The second study investigates the role of learning and attention on FGM. The visual stimuli in this experiment consist of ‘proto-objects’, which are regions of the visual scene that have many of the statistical properties of objects. To correctly segment figures from their ground, responses to proto-objects that belong to the figure need to be enhanced and responses to proto-objects that belong to the ground need to be suppressed. We recorded neural activity from V1 and V4 of macaque monkeys while they discriminated between N- and U-shaped forms. Activity in V1 showed FGM within 90 ms of stimulus onset. A suppression of the proto-object belonging to the ground was present in naive animals. This suppression became stronger over the period in which the animal learned the task. The enhanced activity for the figure correlated with performance on the shape discrimination task. In a task in which the animal attended to a second shape on the opposite side of the screen, we found that figure-ground modulation is weakened for the unattended figure in the receptive fields of the recorded neurons. Cells in V4 showed selectivity for particular shapes or particular borders of the figures in the discrimination task. For example, some cells preferred the N-shape over the U-shape, and other cells responded more to the outer edge than to the inner edge of the shape. The figure-ground effects observed in V1 may arise through feedback connections from cells representing specific shapes and boundaries in areas such as V4, where FGM occurred within 70 ms.

The third study described in this thesis reveals the important role of attention in perceptual grouping. After the initial figure-ground structure is established in the visual scene, an object can be selected by attention to complete the perceptual grouping process.

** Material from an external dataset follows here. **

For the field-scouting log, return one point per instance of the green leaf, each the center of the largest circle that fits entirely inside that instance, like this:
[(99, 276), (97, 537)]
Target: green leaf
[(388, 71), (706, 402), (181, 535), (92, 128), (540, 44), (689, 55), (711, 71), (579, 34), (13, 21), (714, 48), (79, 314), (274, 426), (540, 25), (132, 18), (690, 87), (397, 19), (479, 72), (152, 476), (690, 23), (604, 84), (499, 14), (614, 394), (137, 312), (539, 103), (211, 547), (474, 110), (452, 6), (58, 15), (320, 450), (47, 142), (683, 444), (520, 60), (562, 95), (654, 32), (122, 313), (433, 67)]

We investigated the time course of perceptual grouping of two-dimensional objects and showed that it is associated with the gradual spread of object-based attention across the object’s surface. We compare several neurocomputational models that aim to explain the time course of attentional selection. The predictions of the models are compared to the behavioral data from human participants in three separate behavioral experiments. The data shows that attention spreads fastest over large and homogeneous areas and is slowed down at locations that require small-scale processing. The growth-cone model accounted best for the observed data. This model takes into account the receptive fields size of the cells in various visual areas.
The fourth study suggests an explanation for a curious finding we stumbled upon in the third study: the growth-cone model was in excellent agreement with the behavioral data for objects that were simple or unfamiliar to the participant, but its predictive value decreased for familiar objects in natural scenes. We hypothesized that the brain can take advantage from the extensive visual experience we accumulate throughout our life with a wide variety of objects. We tested the idea that perceptual grouping for familiar stimuli such as animals and vehicles may benefit from selectivity in cells in higher visual areas to parts of an object that can provide feedback to cells in lower visual areas involved in perceptual grouping. Participants could very fast and efficiently classify images as animals or vehicles in a classification task. In an image-parsing task, participants reported whether two cues fell on the same or different objects, and we measured reaction times. Despite the fast object classification, perceptual grouping required more time if the distance between cues was larger, and we observed an additional delay when the cues fell on different parts of an object. Parsing was slower for objects in an unfamiliar orientation (upside down) than for upright objects. The data shows that for familiar objects, the time course of perceptual grouping is affected by the knowledge we have about the common structure of the object. The results imply that perception starts with rapid object classification that is followed by a serial perceptual grouping phase.